Posted on May 30, 2014 I Written By

John Lynn is the Founder of the HealthcareScene.com blog network which currently consists of 10 blogs containing over 8000 articles with John having written over 4000 of the articles himself. These EMR and Healthcare IT related articles have been viewed over 16 million times. John also manages Healthcare IT Central and Healthcare IT Today, the leading career Health IT job board and blog. John is co-founder of InfluentialNetworks.com and Physia.com. John is highly involved in social media, and in addition to his blogs can also be found on Twitter: @techguy and @ehrandhit and LinkedIn.

I’m sure that many of you have enjoyed the writings of Mandi Bishop (maybe more famously known as @mandibpro on Twitter). I feel lucky to have her amazing insights on this blog. I’m also really excited for Mandi, because her and her team are competing in the Code-A-Palooza competition that’s part of the Health Datapalooza events in Washington DC. You know that Mandi’s a true data geek when she compares her participation in the event like the Oscars where “it’s an honor to have been nominated.”

What’s most important is that Mandi and her team (Lauren Still and Nick Kypreos) need your help and support. They’ve created a MedStartr crowdfunding campaign where you can get access to their work and support their efforts. Obviously, it’s not cheap for an independent team like them to compete in the challenge.

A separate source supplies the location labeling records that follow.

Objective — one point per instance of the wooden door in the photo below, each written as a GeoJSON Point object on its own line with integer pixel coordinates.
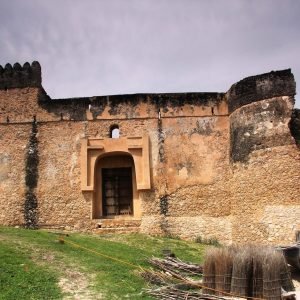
{"type": "Point", "coordinates": [117, 191]}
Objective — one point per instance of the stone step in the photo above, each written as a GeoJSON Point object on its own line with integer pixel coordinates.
{"type": "Point", "coordinates": [117, 230]}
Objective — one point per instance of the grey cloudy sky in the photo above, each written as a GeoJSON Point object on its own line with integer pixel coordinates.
{"type": "Point", "coordinates": [102, 47]}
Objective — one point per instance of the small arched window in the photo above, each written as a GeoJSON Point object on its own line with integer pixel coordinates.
{"type": "Point", "coordinates": [114, 132]}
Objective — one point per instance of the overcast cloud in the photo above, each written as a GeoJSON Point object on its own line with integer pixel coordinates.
{"type": "Point", "coordinates": [103, 47]}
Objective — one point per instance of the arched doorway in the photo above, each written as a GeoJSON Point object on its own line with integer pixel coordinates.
{"type": "Point", "coordinates": [115, 194]}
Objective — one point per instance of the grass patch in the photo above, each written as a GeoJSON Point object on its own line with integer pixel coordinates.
{"type": "Point", "coordinates": [107, 279]}
{"type": "Point", "coordinates": [20, 278]}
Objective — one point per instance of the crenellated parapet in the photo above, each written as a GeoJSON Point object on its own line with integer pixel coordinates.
{"type": "Point", "coordinates": [17, 76]}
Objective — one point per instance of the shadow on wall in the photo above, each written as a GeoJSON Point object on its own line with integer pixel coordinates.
{"type": "Point", "coordinates": [295, 126]}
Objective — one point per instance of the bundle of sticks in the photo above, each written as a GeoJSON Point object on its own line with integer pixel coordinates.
{"type": "Point", "coordinates": [175, 279]}
{"type": "Point", "coordinates": [172, 264]}
{"type": "Point", "coordinates": [173, 292]}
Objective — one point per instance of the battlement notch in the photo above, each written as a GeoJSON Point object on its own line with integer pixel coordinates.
{"type": "Point", "coordinates": [17, 76]}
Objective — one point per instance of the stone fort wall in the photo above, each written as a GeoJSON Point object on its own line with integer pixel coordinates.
{"type": "Point", "coordinates": [222, 165]}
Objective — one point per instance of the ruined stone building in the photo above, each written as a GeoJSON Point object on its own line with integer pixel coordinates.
{"type": "Point", "coordinates": [222, 165]}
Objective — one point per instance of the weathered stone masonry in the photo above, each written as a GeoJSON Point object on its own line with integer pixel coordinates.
{"type": "Point", "coordinates": [223, 165]}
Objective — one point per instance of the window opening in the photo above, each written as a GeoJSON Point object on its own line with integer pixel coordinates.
{"type": "Point", "coordinates": [114, 132]}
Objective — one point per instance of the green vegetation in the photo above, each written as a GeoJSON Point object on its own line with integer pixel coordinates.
{"type": "Point", "coordinates": [34, 265]}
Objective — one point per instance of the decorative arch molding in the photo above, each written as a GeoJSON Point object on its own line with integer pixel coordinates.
{"type": "Point", "coordinates": [93, 149]}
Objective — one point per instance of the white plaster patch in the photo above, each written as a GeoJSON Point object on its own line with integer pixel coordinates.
{"type": "Point", "coordinates": [282, 222]}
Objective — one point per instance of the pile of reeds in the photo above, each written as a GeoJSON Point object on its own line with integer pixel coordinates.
{"type": "Point", "coordinates": [179, 293]}
{"type": "Point", "coordinates": [248, 271]}
{"type": "Point", "coordinates": [176, 265]}
{"type": "Point", "coordinates": [209, 271]}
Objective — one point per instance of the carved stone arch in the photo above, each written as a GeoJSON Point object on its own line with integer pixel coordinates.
{"type": "Point", "coordinates": [94, 150]}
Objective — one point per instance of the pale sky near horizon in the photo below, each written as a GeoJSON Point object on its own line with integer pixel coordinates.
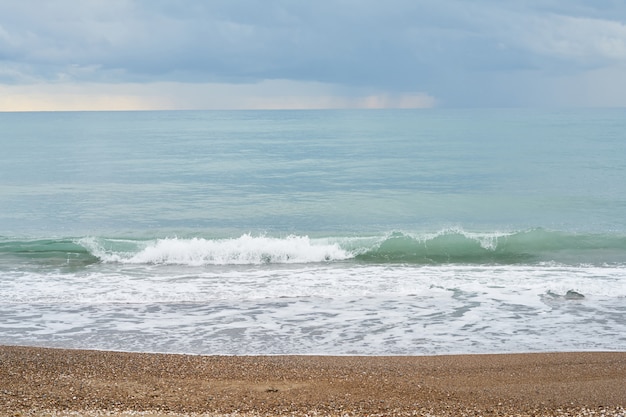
{"type": "Point", "coordinates": [273, 54]}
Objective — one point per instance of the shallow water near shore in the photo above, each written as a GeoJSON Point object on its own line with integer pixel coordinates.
{"type": "Point", "coordinates": [314, 232]}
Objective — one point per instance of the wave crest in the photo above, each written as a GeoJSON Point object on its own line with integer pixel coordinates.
{"type": "Point", "coordinates": [245, 250]}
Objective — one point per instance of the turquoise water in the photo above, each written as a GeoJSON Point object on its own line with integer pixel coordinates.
{"type": "Point", "coordinates": [331, 232]}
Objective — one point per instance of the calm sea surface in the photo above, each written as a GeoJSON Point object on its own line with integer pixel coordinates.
{"type": "Point", "coordinates": [314, 232]}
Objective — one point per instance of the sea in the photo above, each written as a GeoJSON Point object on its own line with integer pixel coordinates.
{"type": "Point", "coordinates": [321, 232]}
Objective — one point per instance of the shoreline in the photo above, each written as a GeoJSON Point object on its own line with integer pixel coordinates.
{"type": "Point", "coordinates": [49, 381]}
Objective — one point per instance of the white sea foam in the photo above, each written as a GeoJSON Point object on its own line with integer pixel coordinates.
{"type": "Point", "coordinates": [245, 250]}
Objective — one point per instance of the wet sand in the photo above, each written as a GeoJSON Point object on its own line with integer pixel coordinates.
{"type": "Point", "coordinates": [38, 381]}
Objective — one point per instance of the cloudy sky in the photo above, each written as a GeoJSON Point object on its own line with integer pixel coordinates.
{"type": "Point", "coordinates": [230, 54]}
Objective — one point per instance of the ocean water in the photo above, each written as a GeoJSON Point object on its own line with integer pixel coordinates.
{"type": "Point", "coordinates": [381, 232]}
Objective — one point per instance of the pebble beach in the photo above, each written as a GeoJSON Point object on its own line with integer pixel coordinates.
{"type": "Point", "coordinates": [57, 382]}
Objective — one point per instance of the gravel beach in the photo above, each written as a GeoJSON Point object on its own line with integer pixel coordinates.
{"type": "Point", "coordinates": [56, 382]}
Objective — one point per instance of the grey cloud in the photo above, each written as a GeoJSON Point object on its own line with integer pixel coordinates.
{"type": "Point", "coordinates": [447, 48]}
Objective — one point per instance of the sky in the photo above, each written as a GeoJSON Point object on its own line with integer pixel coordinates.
{"type": "Point", "coordinates": [306, 54]}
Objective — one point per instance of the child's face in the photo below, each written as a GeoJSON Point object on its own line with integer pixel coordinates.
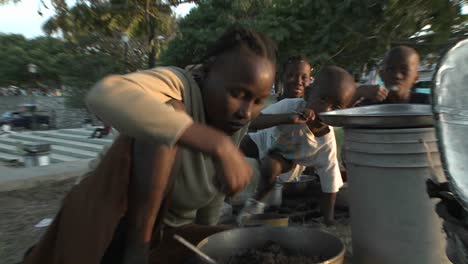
{"type": "Point", "coordinates": [233, 96]}
{"type": "Point", "coordinates": [296, 79]}
{"type": "Point", "coordinates": [400, 70]}
{"type": "Point", "coordinates": [342, 98]}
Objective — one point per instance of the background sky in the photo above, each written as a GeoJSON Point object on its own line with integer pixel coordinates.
{"type": "Point", "coordinates": [23, 18]}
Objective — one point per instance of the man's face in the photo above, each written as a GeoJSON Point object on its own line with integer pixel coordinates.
{"type": "Point", "coordinates": [400, 70]}
{"type": "Point", "coordinates": [235, 88]}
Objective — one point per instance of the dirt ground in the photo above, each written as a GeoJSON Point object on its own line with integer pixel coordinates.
{"type": "Point", "coordinates": [21, 210]}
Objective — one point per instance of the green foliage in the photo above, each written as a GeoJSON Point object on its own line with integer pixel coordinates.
{"type": "Point", "coordinates": [348, 33]}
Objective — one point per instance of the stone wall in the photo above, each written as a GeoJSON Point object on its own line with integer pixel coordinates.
{"type": "Point", "coordinates": [66, 117]}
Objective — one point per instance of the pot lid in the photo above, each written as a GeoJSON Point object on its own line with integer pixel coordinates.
{"type": "Point", "coordinates": [450, 107]}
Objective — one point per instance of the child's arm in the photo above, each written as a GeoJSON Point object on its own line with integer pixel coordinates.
{"type": "Point", "coordinates": [375, 93]}
{"type": "Point", "coordinates": [270, 120]}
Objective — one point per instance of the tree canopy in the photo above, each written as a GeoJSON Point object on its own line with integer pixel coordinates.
{"type": "Point", "coordinates": [348, 33]}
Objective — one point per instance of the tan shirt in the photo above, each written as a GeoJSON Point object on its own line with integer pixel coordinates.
{"type": "Point", "coordinates": [135, 105]}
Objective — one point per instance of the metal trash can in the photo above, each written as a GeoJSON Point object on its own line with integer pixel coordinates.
{"type": "Point", "coordinates": [393, 220]}
{"type": "Point", "coordinates": [37, 154]}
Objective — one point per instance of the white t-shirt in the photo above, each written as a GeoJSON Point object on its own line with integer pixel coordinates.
{"type": "Point", "coordinates": [298, 144]}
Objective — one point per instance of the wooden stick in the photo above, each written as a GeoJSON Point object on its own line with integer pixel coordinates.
{"type": "Point", "coordinates": [195, 249]}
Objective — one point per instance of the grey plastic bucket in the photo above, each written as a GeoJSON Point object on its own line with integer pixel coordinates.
{"type": "Point", "coordinates": [392, 218]}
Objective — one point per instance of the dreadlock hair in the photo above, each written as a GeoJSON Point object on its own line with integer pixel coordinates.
{"type": "Point", "coordinates": [236, 38]}
{"type": "Point", "coordinates": [295, 59]}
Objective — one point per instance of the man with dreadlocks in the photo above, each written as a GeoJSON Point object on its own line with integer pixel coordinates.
{"type": "Point", "coordinates": [171, 167]}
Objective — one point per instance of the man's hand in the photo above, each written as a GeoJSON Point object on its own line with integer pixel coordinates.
{"type": "Point", "coordinates": [302, 116]}
{"type": "Point", "coordinates": [251, 207]}
{"type": "Point", "coordinates": [233, 172]}
{"type": "Point", "coordinates": [375, 93]}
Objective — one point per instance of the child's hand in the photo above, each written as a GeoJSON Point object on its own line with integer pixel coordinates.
{"type": "Point", "coordinates": [302, 116]}
{"type": "Point", "coordinates": [375, 93]}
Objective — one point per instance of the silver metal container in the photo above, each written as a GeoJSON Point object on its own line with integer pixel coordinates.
{"type": "Point", "coordinates": [304, 185]}
{"type": "Point", "coordinates": [381, 116]}
{"type": "Point", "coordinates": [275, 197]}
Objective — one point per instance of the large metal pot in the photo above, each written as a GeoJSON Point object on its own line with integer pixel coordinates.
{"type": "Point", "coordinates": [299, 240]}
{"type": "Point", "coordinates": [304, 185]}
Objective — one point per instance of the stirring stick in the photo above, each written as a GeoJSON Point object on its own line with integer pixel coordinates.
{"type": "Point", "coordinates": [300, 114]}
{"type": "Point", "coordinates": [195, 249]}
{"type": "Point", "coordinates": [431, 163]}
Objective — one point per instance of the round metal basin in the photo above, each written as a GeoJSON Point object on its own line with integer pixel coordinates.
{"type": "Point", "coordinates": [299, 240]}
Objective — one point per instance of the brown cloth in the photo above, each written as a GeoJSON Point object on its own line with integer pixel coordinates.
{"type": "Point", "coordinates": [91, 217]}
{"type": "Point", "coordinates": [84, 227]}
{"type": "Point", "coordinates": [91, 225]}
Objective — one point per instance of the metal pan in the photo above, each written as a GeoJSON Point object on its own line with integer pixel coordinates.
{"type": "Point", "coordinates": [381, 116]}
{"type": "Point", "coordinates": [450, 108]}
{"type": "Point", "coordinates": [299, 240]}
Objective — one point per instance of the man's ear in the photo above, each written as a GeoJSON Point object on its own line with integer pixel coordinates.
{"type": "Point", "coordinates": [417, 77]}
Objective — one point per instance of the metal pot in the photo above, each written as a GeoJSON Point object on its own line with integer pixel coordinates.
{"type": "Point", "coordinates": [302, 186]}
{"type": "Point", "coordinates": [275, 197]}
{"type": "Point", "coordinates": [267, 220]}
{"type": "Point", "coordinates": [299, 240]}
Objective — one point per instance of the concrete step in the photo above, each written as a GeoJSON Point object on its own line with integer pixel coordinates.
{"type": "Point", "coordinates": [58, 142]}
{"type": "Point", "coordinates": [67, 151]}
{"type": "Point", "coordinates": [55, 158]}
{"type": "Point", "coordinates": [76, 138]}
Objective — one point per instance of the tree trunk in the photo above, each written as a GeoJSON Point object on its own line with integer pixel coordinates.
{"type": "Point", "coordinates": [152, 42]}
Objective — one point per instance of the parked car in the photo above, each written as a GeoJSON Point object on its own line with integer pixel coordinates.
{"type": "Point", "coordinates": [23, 118]}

They have to be specifically vague in what they’re doing per the Code-A-Palooza rules, but here’s the description of the project they’re working on:

There is no simple solution to find out whether Medicare coverage is available and accepted for YOUR specific healthcare needs wherever and whenever you wish to go. Team ForiDUH is designing a product to make healthcare as accessible as GPS. We need your help to get to Washington, DC and win the Health Data Consortium’s Code-A-Palooza! [all donations are tax deductible!]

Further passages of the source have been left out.